Retaining by Doing: The Role of On-Policy Data in Mitigating Forgetting
Authors: Howard Chen, Noam Razin, Karthik Narasimhan, Danqi Chen
First: 2025-10-21T17:59:41+00:00 · Latest: 2025-10-21T17:59:41+00:00
Abstract
Adapting language models (LMs) to new tasks via post-training carries the
risk of degrading existing capabilities -- a phenomenon classically known as
catastrophic forgetting. In this paper, toward identifying guidelines for
mitigating this phenomenon, we systematically compare the forgetting patterns
of two widely adopted post-training methods: supervised fine-tuning (SFT) and
reinforcement learning (RL).
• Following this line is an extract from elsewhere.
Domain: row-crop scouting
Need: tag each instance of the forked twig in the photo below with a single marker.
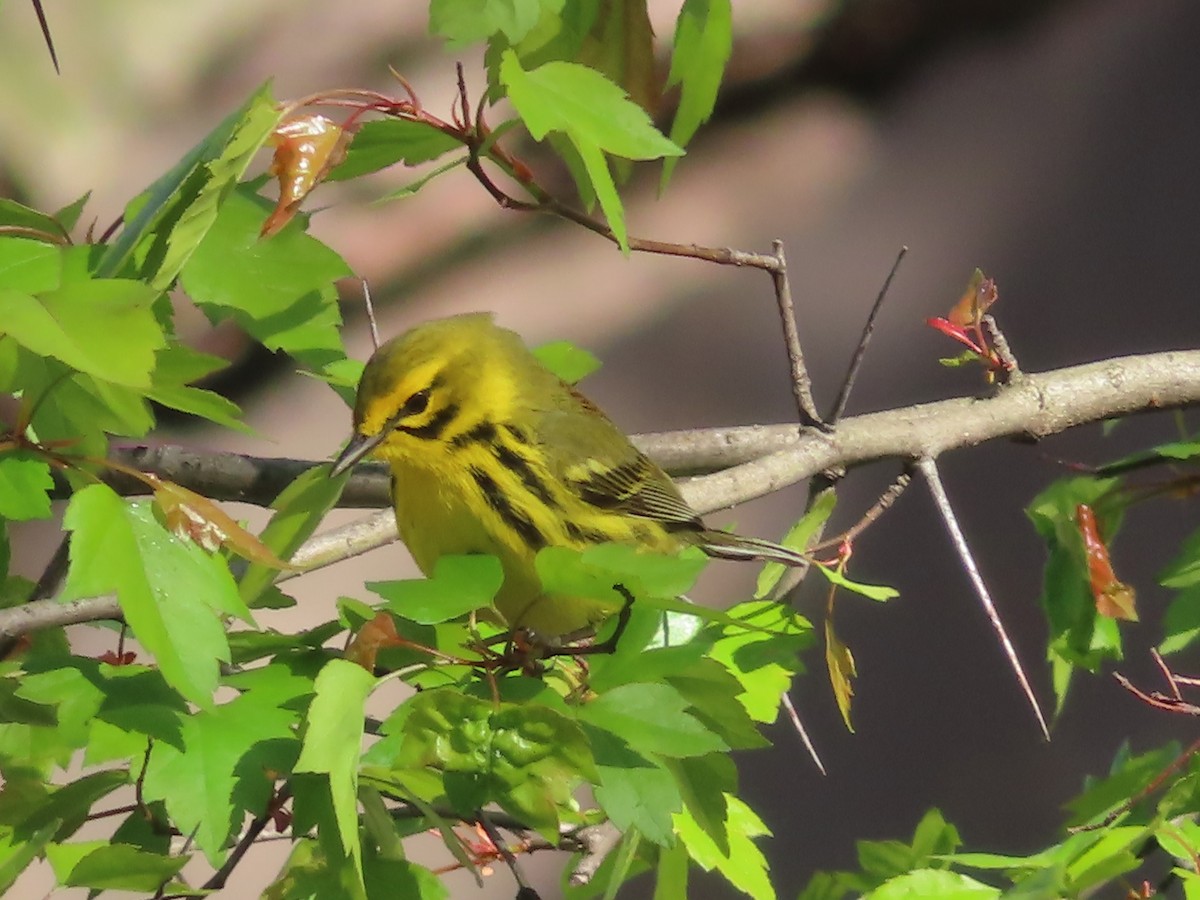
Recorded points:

Our experiments reveal a consistent trend across
LM families (Llama, Qwen) and tasks (instruction following, general knowledge,
and arithmetic reasoning): RL leads to less forgetting than SFT while achieving
comparable or higher target task performance. To investigate the cause for this
difference, we consider a simplified setting in which the LM is modeled as a
mixture of two distributions, one corresponding to prior knowledge and the
other to the target task. We identify that the mode-seeking nature of RL, which
stems from its use of on-policy data, enables keeping prior knowledge intact
when learning the target task. We then verify this insight by demonstrating
that the use on-policy data underlies the robustness of RL to forgetting in
practical settings, as opposed to other algorithmic choices such as the KL
regularization or advantage estimation. Lastly, as a practical implication, our
results highlight the potential of mitigating forgetting using approximately
on-policy data, which can be substantially more efficient to obtain than fully
on-policy data.
中文标题/摘要
标题:通过实践保留知识:后训练数据在减轻遗忘中的作用
通过后训练调整语言模型(LMs)以适应新任务存在降低现有能力的风险——这一现象经典上被称为灾难性遗忘。在本文中,为了识别减轻这一现象的指南,我们系统地比较了两种广泛采用的后训练方法:监督微调(SFT)和强化学习(RL)的遗忘模式。我们的实验揭示了跨语言模型家族(Llama,Qwen)和任务(指令跟随、通用知识和算术推理)的一致趋势:RL导致的遗忘少于SFT,同时达到相当或更高的目标任务性能。为了探究这种差异的原因,我们考虑了一个简化设置,在该设置中,将LM建模为两个分布的混合,一个对应于先验知识,另一个对应于目标任务。我们发现,RL的模式寻求性质,源于其使用在线策略数据,能够在学习目标任务时保持先验知识的完整性。我们通过证明在线策略数据在实际场景中支撑了RL对遗忘的鲁棒性,验证了这一见解,而不是其他算法选择如KL正则化或优势估计。最后,作为实际意义,我们的结果强调了使用近似在线策略数据减轻遗忘的潜力,这比完全在线策略数据更容易获得。
Summary / 总结
This paper investigates the role of on-policy data in mitigating catastrophic forgetting when adapting language models to new tasks. By comparing supervised fine-tuning (SFT) and reinforcement learning (RL), the study finds that RL leads to less forgetting while achieving comparable or better performance. The authors attribute this to RL's mode-seeking nature, which preserves prior knowledge when learning the target task due to its use of on-policy data. The findings suggest that using approximately on-policy data can be a practical approach to mitigating forgetting, as it is more efficient to obtain than fully on-policy data.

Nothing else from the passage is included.